For purchase, there are many form factors: https://store.gototags.com/nfc-tags

On Amazon, search NTAG215.

2 comments

If your city doesn't use NFC transit, you can also buy a box of blank cards. They have unique IDs like transit tickets, even without being programmed.
NTAG215 isn't "magic", right? I have a bunch of NTAG215 stickers and I'm not entirely sure what their difference is with magic cards.
Think of it like a subset of MIFARE.

In a simple sense, NTAG cards can do NFC things, but MIFARE can do lots more (access control for example)..and also NFC things..somewhat.

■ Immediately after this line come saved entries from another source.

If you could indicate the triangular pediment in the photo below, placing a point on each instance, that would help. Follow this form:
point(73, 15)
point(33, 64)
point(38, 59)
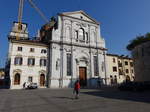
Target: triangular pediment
point(80, 15)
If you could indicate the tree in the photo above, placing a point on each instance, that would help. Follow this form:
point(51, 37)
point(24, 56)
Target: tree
point(137, 41)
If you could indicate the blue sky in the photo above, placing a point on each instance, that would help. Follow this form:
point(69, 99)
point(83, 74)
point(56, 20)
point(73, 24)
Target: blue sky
point(121, 20)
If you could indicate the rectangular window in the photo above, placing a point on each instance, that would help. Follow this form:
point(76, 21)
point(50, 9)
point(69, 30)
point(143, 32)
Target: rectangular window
point(114, 69)
point(68, 64)
point(95, 60)
point(42, 62)
point(18, 61)
point(31, 61)
point(30, 79)
point(127, 71)
point(19, 48)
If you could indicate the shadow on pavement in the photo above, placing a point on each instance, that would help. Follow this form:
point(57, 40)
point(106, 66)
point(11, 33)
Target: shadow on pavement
point(121, 95)
point(62, 97)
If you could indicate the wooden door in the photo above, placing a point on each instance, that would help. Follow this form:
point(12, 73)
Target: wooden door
point(42, 80)
point(82, 76)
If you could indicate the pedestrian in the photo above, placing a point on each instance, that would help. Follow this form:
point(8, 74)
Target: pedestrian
point(76, 89)
point(24, 85)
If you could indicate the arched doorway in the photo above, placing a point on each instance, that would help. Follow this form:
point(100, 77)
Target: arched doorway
point(128, 79)
point(42, 80)
point(17, 79)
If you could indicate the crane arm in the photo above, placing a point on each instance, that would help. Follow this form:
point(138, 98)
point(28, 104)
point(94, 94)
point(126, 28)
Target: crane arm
point(38, 10)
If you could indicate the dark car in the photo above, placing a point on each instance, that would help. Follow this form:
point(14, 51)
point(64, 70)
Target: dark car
point(126, 86)
point(32, 86)
point(133, 86)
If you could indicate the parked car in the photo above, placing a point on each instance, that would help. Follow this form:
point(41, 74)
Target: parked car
point(32, 86)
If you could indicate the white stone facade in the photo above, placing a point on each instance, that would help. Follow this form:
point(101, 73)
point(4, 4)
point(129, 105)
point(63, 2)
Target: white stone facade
point(141, 56)
point(82, 49)
point(77, 37)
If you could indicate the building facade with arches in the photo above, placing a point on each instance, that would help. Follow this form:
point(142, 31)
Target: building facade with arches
point(75, 51)
point(119, 69)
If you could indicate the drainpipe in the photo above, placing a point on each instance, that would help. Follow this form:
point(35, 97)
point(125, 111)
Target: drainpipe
point(71, 58)
point(105, 67)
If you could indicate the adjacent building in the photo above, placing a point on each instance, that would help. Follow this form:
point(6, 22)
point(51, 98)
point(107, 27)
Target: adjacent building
point(141, 55)
point(119, 69)
point(70, 47)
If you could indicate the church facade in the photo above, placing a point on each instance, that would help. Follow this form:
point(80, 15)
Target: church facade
point(75, 51)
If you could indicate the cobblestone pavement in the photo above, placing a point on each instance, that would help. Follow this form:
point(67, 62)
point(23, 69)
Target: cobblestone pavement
point(62, 100)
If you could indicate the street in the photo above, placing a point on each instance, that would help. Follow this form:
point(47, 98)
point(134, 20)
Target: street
point(62, 100)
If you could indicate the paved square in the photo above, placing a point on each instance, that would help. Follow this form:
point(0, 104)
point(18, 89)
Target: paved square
point(61, 100)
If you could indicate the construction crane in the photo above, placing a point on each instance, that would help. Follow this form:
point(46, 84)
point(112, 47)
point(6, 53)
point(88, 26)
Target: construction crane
point(20, 18)
point(38, 10)
point(20, 14)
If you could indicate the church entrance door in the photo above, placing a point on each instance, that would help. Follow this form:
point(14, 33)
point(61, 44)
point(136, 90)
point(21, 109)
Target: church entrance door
point(82, 76)
point(42, 80)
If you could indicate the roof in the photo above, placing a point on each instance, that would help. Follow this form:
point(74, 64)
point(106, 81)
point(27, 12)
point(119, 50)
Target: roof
point(119, 56)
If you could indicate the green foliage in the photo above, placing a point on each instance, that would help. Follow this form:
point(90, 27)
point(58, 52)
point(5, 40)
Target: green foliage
point(137, 41)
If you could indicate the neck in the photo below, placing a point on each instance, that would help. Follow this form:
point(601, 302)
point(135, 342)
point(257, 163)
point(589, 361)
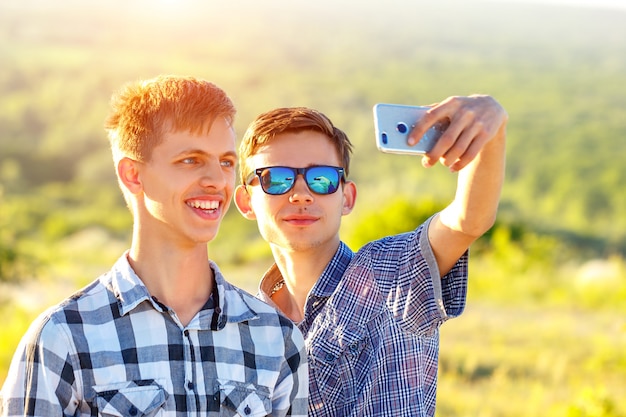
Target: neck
point(179, 278)
point(300, 271)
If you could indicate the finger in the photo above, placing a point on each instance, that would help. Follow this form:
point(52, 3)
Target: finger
point(447, 141)
point(434, 115)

Magic mifare refers to special cards that let you bypass the write-lock of genuine mifare cards. These are mostly used for cloning keys (either for red-team pentesting or for people who want a copy of an office key for whatever reason)

It's not really a subset:

MIFARE Classic uses a proprietary and mandatory encryption/authentication algorithm and is therefore not ISO 14443-4 compliant. As a result, NFC-compliant readers don't need to support it, and in fact non-NXP ones (including many popular Android phones) usually don't.

On the other hand, as you say, MIFARE Classic supports capabilities beyond NFC/NDEF, but there are fully NFC-compliant tags that do so as well (e.g. MIFARE DESfire, which properly stacks encryption in an ISO 14443-4 compliant way).

Ah, thanks, so I guess to write tags like URLs and things I don't really need Mifare cards, the NTAG cards are fine. Thanks for the info!